Then we can be in them without rushing them to end. It is pointless to try to make them end. They will end in their own time, just like winter.
We’d do better to accommodate ourselves to their nature and live within them. And live well within them. Just as we don’t have frolics in the sun during winter, we may not be bubbling with joy in the hard times. But demanding they end does not end them sooner. It just makes them harder.
The trick is to live winter on winter’s terms. I am pretty clear that it is easier to do if you understand winter as something that precedes summer and follows summer.
Does the analogy of the seasons apply to our non-agricultural, frenetic, confused modern lives?
When it is less clear that our suffering “is not our fault,” or when it is not clear when our suffering will end, I’ve found it helps to find a mentor who might explain the objective situation. It also helps to live through hard times in a group. Because much of our fretting is really a cry of “why me?”, when we are all in it together, at least we do not have to protest that the hard times are part of our personality.
When we are leading a group in times of suffering and distress, I’ve found 3 things help.
- Bring together people who suffer in the same way.
When they hear each other’s stories, they’ll sort out in their minds what is a feature of the situation and what is in their minds. But don’t tell them to cheer up or that it will all be alright! Dismissing their hardship is insulting and confuses them more.
- Assure them that you will be there for them and live your promise.

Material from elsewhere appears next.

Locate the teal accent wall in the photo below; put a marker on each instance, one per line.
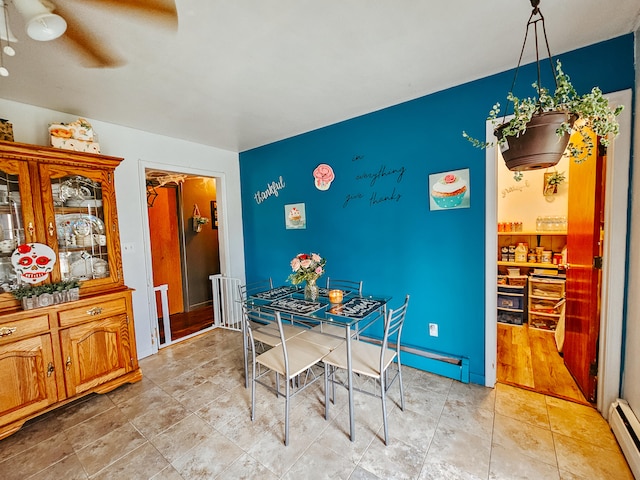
(375, 224)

Listen. Engage eye contact. Be interested in their story. When they hear themselves telling their story and they see you still listening, they’ll calm down, a lot. Life will still be hard but you won’t have made it harder. They know they have you at least.
- And celebrate what goes well.
Don’t pick on one small thing and say that the life cannot be hard if that one thing went well! That is also very debilitating. They do not need their reality dismissed or tell feel an impossible distance from you. Just give them the space to talk about what is going well. That reinforces your relationship and you will hear more about what goes well. See! Easier for you too. 🙂
Be a warm, companionable log fire in the winter of our lives?

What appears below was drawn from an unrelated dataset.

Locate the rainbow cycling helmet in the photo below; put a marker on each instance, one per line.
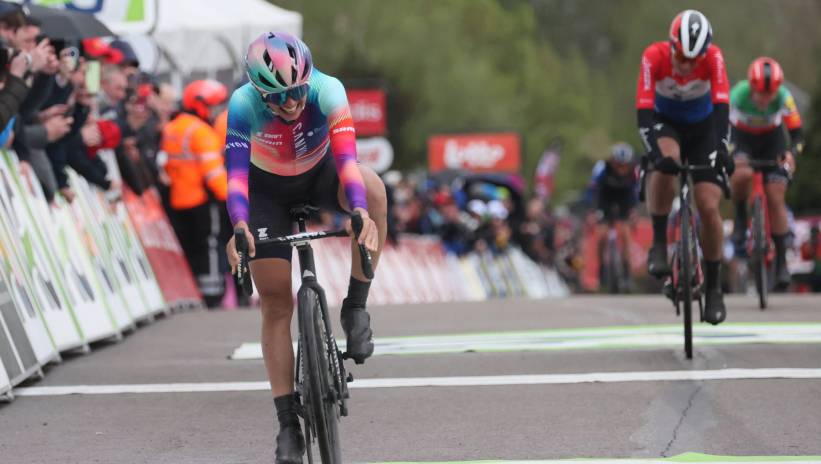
(690, 34)
(277, 62)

Understanding why bad times is part of happiness is tough, and living through hard times happily is tougher
I hope using seasons helps you understand the issue. And that the 3 forms of aid for your group are helpful. They are classical prescriptions from positive psychology.
And of course we can ponder why we made happiness so hard to understand in Western thought when we began with the right advice in the Bible! The philosophers can help us with that!